Pregnancy changes your body in many ways, yet most women can safely exercise during their pregnancies without risking complications such as excessive weight gain, gestational diabetes and preeclampsia. Regular exercising has even been linked to reduced complications like gestational diabetes and preeclampsia risk.

However, before beginning an exercise regimen for yourself and/or your baby it is wise to consult your physician and listen to what your body tells you. If it becomes too hot or humid or you find yourself getting exhausted quickly then reduce intensity or cease activity altogether. In addition, remember to drink plenty of water during activity to help avoid overheating which could prove dangerous both to both parties involved.

Exercise can help boost glucose metabolism by increasing sugar uptake into cells. Exercise such as squats in your office, walking around the block or dancing with friends should all help improve this area. Aim for 30 to 1 hour of moderate intensity physical activity every day or 10 minute bouts of light activity spread throughout the day for best results.

Pregnant women must keep their blood glucose levels under tight control to lower the risk of gestational diabetes and preeclampsia, both serious conditions that could threaten both mother and baby’s lives. Uncontrolled glucose can increase gestational diabetes risk as well as preeclampsia risk – both potentially life-threatening conditions for moms and babies alike.

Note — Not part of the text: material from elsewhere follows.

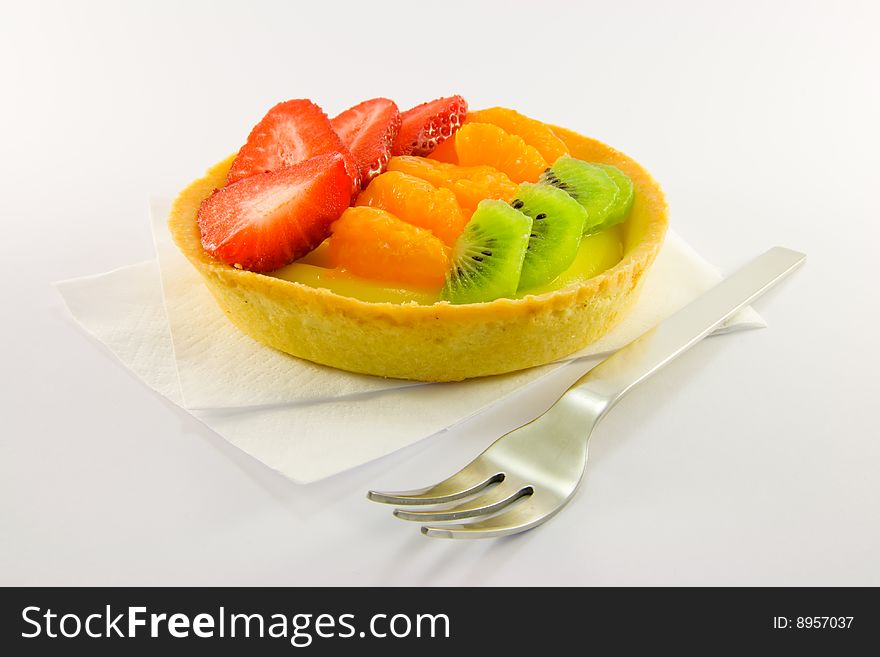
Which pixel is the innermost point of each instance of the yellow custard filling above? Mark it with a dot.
(597, 253)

Exercise helps women maintain healthy weights and decrease the likelihood of needing cesarean deliveries (c-section). Studies have also revealed that pregnant women who engaged in two to three hours of weekly physical activity during gestation gained 40 percent less weight compared to those who didn’t exercise during their pregnancies.

Women may be prescribed medicine to control their blood sugar if they exhibit signs of high glucose before reaching 20 weeks gestation, gestational diabetes, or preeclampsia. These may come in the form of tablets — typically metformin — or injections.

Maintaining a nutritious diet and controlling blood sugar are the two best ways to keep gestational glucose under control and experience a healthier pregnancy experience and have healthier children as a result. By adhering to these guidelines, you’ll have a much more fulfilling pregnancy journey and will give birth to healthier offspring.